Il reprit : ''Il me semble agent Starling que vous m'avez mal compris. Je ne vais pas quitter ce lit et même si vous usez de votre arme, ce qui soit dit en passant me paraît peu probable, je ne bougerais pas.''
Clarice voyait bien que le docteur était sérieux. Il la rendait folle. La colère l'envahit à nouveau et la jeune femme s'emporta.
''Maintenant ça suffit. Je ne vous permets pas de contredire mes ordres ou de douter de ma capacité à tirer sur vous. Je ne le répèterais pas. Je veux vous voir debout face au mur tout de suite.'' Pour ponctuer son discours, elle abaissa le chien de son Colt.
Hannibal ne croyait pas vraiment qu'elle allait tirer mais il ne voulait pas prendre de risque. Clarice était une femme imprévisible, un aspect de sa personnalité qu'il appréciait. Il leva la main en signe d'apaisement.
''Je vais faire ce que vous voulez Clarice mais j'aimerais ajouter quelque chose avant...'' Il s'éclaircit la voix et continua : ''Je voulais juste que vous me confirmiez quelques faits. C'est bien vous qui m'avez demandé de me lever, n'est-ce pas ? Et je n'ai accepté de coopérer qu'au moment où vous m'avez menacé avec votre arme ?''
La question déstabilisa la jeune femme. ''Oui c'est bien ça''.
''Bien... Vous ne niez pas non plus que j'ai d'abord refusé de me soumettre à vos ordres ?''
Clarice commençait à s'impatienter. ''Non je ne le nie pas, mais où voulez-vous en venir docteur ?''
''Si jamais il se produisait quelque chose de fâcheux, sachez que je n'ai obéi qu'aux ordres que vous m'avez donné, agent spécial Starling.''
Hannibal retira le drap qui le couvrait et se mit debout à côté du lit. Si Clarice n'avait pas compris le sens de toutes ces questions, elle le comprenait pleinement maintenant. La surprise était si grande qu'elle ne pouvait plus faire un mouvement. La main qui tenait son arme se mit à trembler puis s'abaissa lentement.

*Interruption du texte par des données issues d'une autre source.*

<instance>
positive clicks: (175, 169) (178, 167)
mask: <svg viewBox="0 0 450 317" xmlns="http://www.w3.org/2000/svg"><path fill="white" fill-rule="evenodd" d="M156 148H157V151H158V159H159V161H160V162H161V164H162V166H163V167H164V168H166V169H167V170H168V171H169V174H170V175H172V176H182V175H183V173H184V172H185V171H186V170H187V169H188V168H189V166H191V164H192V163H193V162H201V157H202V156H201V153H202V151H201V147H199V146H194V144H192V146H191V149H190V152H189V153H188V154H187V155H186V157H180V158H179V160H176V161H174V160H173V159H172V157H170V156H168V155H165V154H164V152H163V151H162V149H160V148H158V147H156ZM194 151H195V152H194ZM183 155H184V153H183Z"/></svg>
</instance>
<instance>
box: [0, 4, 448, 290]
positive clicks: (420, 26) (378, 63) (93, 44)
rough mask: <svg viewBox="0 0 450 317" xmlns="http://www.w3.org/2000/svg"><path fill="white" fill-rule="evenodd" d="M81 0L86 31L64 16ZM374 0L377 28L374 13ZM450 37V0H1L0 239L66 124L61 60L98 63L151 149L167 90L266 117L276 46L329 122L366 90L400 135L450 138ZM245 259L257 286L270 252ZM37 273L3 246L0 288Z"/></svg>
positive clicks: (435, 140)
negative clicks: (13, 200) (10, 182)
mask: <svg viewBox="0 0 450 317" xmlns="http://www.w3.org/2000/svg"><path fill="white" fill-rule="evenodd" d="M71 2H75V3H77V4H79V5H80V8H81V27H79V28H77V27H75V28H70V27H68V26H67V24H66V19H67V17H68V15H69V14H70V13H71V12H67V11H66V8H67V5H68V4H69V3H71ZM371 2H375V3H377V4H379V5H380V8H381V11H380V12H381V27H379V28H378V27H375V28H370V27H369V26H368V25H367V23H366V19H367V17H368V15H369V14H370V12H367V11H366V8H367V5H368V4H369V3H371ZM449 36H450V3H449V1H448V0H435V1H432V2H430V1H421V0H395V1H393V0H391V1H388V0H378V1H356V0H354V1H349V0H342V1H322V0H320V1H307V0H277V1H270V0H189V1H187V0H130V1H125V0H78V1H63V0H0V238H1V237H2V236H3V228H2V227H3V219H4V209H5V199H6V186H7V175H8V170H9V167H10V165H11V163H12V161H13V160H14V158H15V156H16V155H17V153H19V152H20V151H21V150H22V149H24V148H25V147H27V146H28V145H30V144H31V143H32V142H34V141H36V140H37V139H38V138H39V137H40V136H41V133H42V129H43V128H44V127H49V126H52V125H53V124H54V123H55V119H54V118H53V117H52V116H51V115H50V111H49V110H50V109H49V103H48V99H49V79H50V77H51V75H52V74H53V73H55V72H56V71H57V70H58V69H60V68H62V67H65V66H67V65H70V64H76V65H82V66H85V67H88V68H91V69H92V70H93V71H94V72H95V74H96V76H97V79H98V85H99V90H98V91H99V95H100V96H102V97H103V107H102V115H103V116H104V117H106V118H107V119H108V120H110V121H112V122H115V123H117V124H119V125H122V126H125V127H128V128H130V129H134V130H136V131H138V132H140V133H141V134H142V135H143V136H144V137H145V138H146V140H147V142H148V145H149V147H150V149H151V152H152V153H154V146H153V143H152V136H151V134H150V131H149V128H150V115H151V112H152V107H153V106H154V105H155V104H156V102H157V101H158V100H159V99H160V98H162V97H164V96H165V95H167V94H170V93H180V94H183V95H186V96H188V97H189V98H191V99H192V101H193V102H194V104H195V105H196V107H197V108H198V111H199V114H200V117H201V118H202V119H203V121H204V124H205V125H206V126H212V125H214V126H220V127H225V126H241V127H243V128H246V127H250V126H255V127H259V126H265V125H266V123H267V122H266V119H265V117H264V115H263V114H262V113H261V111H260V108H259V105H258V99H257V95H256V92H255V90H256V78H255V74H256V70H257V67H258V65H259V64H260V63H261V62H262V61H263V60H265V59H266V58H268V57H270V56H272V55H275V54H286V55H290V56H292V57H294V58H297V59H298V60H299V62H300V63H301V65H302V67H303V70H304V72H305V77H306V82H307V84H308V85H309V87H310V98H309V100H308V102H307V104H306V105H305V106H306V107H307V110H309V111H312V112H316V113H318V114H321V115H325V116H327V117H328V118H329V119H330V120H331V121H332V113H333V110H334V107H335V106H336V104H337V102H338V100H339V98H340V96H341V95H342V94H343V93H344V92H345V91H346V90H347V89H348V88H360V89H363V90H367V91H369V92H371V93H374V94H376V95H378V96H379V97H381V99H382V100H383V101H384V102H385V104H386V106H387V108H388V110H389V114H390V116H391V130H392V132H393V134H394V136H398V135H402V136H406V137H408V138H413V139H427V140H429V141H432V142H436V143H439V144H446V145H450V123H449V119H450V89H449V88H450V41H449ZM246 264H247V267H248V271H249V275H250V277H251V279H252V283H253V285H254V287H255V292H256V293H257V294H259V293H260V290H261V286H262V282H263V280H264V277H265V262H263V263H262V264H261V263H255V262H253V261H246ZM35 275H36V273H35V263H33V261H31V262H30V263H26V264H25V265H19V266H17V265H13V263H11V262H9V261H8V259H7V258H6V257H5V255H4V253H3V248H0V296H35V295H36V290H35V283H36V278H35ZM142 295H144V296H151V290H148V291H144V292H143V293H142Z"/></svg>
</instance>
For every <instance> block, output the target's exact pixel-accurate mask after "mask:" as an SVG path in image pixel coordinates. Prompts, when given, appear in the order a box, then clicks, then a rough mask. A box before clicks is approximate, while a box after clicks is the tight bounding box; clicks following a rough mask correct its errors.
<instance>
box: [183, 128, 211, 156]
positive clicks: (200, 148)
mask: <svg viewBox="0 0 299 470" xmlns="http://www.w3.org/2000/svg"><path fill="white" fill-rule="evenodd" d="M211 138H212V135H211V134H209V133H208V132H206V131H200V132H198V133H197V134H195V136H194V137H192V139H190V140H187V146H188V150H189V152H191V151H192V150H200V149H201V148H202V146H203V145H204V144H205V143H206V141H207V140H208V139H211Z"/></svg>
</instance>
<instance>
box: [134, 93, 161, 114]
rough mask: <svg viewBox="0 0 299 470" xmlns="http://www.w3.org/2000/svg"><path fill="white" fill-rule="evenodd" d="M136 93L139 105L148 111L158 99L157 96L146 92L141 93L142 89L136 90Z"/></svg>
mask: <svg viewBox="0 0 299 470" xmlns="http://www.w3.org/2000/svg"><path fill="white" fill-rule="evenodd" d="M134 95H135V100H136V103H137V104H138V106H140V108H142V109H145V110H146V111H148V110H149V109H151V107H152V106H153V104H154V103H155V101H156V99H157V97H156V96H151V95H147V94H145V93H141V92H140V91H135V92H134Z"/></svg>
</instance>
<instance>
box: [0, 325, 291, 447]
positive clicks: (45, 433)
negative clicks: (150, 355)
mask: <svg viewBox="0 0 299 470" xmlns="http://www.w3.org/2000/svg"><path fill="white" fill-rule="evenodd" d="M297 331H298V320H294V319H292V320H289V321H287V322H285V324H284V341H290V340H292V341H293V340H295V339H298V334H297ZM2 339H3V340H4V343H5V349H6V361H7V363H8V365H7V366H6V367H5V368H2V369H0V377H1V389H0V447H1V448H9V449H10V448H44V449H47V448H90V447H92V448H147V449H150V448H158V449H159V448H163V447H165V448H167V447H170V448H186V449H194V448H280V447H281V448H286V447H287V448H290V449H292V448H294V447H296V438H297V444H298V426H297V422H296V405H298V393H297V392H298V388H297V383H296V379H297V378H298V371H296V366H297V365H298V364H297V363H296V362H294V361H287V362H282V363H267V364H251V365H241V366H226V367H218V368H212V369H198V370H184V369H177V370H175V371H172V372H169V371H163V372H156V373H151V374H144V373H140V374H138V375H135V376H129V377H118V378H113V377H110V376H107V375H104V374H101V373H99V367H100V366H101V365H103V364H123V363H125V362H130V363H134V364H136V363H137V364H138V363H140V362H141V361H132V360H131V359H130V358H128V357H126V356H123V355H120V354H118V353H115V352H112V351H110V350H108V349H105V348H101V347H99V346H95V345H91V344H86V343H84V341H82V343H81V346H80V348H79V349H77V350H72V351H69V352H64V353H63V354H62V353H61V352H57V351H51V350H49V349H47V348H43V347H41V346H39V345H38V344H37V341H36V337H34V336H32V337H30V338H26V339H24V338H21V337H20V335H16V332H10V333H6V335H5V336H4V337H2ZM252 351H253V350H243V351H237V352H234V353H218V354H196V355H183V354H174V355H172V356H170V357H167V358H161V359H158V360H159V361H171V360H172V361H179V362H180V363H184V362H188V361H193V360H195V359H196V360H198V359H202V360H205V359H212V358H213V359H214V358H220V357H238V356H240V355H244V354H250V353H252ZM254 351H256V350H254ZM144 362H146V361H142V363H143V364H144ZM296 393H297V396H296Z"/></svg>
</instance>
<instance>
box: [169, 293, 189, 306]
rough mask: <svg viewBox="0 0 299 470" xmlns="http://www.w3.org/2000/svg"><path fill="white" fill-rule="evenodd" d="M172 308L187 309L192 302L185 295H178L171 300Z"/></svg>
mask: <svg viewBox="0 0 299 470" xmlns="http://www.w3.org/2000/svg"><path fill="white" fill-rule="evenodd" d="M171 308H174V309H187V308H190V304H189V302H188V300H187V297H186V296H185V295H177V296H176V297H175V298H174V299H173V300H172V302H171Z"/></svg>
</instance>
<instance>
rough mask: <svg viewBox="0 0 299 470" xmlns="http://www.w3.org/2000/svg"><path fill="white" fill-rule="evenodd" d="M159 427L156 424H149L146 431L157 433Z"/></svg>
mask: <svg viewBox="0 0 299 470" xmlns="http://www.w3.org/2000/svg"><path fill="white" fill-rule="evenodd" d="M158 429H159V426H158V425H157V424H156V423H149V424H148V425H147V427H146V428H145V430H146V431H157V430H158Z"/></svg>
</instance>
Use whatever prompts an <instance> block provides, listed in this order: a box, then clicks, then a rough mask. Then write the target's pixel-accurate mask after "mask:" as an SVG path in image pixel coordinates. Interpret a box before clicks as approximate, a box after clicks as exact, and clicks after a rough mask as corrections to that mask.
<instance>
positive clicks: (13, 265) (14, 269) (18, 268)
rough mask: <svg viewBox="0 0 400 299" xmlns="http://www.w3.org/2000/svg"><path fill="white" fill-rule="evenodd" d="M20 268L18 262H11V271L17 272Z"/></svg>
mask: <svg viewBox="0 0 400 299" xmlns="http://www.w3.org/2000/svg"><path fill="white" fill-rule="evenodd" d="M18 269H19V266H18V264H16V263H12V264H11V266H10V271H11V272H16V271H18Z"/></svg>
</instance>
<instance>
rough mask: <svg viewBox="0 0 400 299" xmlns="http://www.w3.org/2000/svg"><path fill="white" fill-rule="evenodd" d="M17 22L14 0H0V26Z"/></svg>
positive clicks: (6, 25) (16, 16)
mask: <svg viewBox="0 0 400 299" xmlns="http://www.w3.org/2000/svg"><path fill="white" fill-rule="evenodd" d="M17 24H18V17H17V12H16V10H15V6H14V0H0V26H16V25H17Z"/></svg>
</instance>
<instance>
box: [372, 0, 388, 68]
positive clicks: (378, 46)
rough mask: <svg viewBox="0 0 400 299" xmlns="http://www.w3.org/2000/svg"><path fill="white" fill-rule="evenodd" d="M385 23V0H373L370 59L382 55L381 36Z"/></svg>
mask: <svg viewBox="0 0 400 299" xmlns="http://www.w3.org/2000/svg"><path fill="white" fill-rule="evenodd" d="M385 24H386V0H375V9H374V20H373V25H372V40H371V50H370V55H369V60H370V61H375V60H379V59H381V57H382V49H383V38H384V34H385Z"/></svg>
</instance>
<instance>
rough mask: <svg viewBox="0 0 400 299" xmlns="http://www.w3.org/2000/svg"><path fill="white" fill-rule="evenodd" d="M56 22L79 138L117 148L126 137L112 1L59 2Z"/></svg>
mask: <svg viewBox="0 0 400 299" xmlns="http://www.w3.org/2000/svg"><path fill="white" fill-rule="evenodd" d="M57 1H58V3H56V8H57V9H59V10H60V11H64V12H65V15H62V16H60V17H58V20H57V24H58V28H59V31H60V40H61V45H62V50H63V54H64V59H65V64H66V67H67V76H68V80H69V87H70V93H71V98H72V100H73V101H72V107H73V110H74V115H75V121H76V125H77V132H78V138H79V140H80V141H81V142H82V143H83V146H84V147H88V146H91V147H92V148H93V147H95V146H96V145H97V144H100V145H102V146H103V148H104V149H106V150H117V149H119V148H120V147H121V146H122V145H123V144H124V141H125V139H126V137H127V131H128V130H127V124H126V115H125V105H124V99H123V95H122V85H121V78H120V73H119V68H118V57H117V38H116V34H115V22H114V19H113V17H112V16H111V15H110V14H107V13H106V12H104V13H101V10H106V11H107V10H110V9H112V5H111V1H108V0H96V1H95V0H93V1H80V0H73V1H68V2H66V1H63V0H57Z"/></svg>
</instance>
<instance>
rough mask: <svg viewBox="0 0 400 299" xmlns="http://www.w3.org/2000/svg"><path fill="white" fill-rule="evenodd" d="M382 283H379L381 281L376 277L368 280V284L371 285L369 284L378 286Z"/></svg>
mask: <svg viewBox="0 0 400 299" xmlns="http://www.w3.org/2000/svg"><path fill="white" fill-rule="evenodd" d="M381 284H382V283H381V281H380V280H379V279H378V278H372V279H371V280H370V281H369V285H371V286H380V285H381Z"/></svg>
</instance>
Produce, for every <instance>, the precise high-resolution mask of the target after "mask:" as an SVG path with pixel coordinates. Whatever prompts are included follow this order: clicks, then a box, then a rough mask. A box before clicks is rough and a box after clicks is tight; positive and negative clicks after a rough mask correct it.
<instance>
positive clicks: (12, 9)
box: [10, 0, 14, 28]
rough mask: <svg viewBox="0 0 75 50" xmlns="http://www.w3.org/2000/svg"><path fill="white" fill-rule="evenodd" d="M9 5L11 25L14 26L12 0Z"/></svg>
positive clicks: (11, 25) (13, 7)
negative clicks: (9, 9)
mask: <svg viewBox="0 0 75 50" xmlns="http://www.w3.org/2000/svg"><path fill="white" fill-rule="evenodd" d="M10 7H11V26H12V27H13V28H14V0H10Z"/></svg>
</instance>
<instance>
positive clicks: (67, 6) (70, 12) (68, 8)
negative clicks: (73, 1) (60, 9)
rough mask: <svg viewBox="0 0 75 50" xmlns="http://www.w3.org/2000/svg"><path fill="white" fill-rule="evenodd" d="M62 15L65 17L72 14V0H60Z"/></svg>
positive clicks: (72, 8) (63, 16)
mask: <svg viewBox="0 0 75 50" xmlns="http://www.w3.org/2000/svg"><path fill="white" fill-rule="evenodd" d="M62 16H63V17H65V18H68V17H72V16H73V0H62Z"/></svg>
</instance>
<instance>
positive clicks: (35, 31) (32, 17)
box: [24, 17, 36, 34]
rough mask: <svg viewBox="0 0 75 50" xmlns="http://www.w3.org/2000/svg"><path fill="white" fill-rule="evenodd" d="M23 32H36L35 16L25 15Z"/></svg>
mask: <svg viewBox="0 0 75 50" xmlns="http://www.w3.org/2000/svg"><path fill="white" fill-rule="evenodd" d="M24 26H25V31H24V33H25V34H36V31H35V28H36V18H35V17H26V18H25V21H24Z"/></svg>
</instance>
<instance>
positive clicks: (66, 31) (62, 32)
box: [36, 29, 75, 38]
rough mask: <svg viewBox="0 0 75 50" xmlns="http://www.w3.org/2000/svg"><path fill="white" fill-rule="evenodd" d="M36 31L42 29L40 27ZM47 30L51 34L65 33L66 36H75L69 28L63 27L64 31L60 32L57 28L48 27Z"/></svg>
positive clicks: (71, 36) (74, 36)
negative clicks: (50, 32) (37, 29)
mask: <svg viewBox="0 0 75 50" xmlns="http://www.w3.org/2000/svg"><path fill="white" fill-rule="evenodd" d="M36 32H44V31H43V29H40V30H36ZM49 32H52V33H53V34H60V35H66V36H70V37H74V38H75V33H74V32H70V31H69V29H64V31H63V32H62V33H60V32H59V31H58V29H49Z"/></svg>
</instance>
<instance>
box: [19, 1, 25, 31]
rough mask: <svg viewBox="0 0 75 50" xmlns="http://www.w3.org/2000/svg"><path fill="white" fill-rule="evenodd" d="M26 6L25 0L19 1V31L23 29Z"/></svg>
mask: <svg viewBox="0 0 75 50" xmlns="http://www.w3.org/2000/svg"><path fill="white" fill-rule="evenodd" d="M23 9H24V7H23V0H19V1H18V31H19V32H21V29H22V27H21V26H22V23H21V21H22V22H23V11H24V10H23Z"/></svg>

Hannibal Lecter, un des criminels les plus recherché par le FBI, se tenait debout complètement nu devant Clarice qui ne savait plus où poser son regard. Elle ne parvenait pas à expliquer sa réaction, pourquoi est-ce que cela la toucher à ce point ? Ce n'était pas la première fois qu'elle voyait un homme sans vêtement. Elle était terriblement gênée, mais ses yeux ne pouvaient pas se détacher du corps du docteur. Ses lèvres, les poils grisonnants sur sa poitrine, les muscles de ses bras, l'élégance de ses jambes et...
Pourquoi avait-elle regardé à cet endroit ? ''Parce que c'est là que toutes les femmes regardent...'' pansa-t-elle. Clarice secoua la tête. Elle ne pouvait pas rester ici, il fallait qu'elle quitte cette pièce immédiatement. Sans dire un mot, elle sortit de la chambre en direction des escaliers. Elle voulait être seule, elle voulait oublier... non, elle devait oublier ce qu'elle avait vu.